Two Lines Of Inquiry In Atmananda’s Teaching

Atmananda’s teaching often takes two different lines. One line follows the process of separation while the other invites us to reduce everything to Consciousness.

1. The Process of Separation

The process of separation involves splitting subjectivity off from accidental yet habitual identification of the subject with some object or other. Here’s a typical example:

An experience is composed of two parts:

  1. the background, which is the Reality itself; and

2. the expression, which is only a superimposition of the mind and senses upon the background Reality.
In examining any experience to see what it is, we must give up the expression part of it as belonging entirely to the mind and senses [i.e., as belonging to the objective side], and take only the background which alone is permanent and real [that is, the subject alone].

Atmananda, “42,” Notes on the Spiritual Discourses of Shri Atmananda: Volume 1.

Whenever we investigate something or other, we are to separate Ourself from that which is under investigation to reveal the nature of Ourself. Through this means, we realize that we’re not the senses, the body, or the mind.
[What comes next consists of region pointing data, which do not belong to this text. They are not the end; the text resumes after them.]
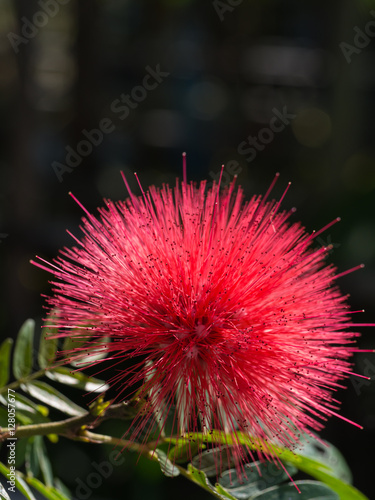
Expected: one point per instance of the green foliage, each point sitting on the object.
(256, 477)
(308, 490)
(31, 452)
(260, 480)
(23, 352)
(5, 351)
(166, 466)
The process of separation discloses two things. In the first place, it reveals the witness state. As this line of inquiry is followed through again and again, one comes to take one’s stand as the witness. In the second place, it invites one to go deeper into one’s “real Center” (as Atmananda sometimes calls Consciousness) in order to discover that the I is Pure Consciousness. In this way, the witness stand (which is only, so to speak, a midway point between Pure Consciousness and objectivity) dissolves in the Ocean of Consciousness.

2. Reduction to Consciousness

A second line would have us examine any experience until it’s clear that it’s nothing other than Consciousness. I offer but one of countless examples:

It may seem as if there are independently existing objects (the world). Upon close examination, however, one understands that all objects cannot appear unless they are objects of the senses. But once we carefully examine this object of the senses, we next discover that it’s nothing but sense activity–or sensing. An even closer examination of sensing reveals that it’s nothing apart from form–that is, thought. An examination of thought discloses the Truth: the substance of thought is nothing but Consciousness. This is to say that thought is the shining forth of Consciousness as a temporary appearance.

Further inquiries show that any sense object is, in essence, Consciousness as are the body, the mind, energy, and any subtle objects too.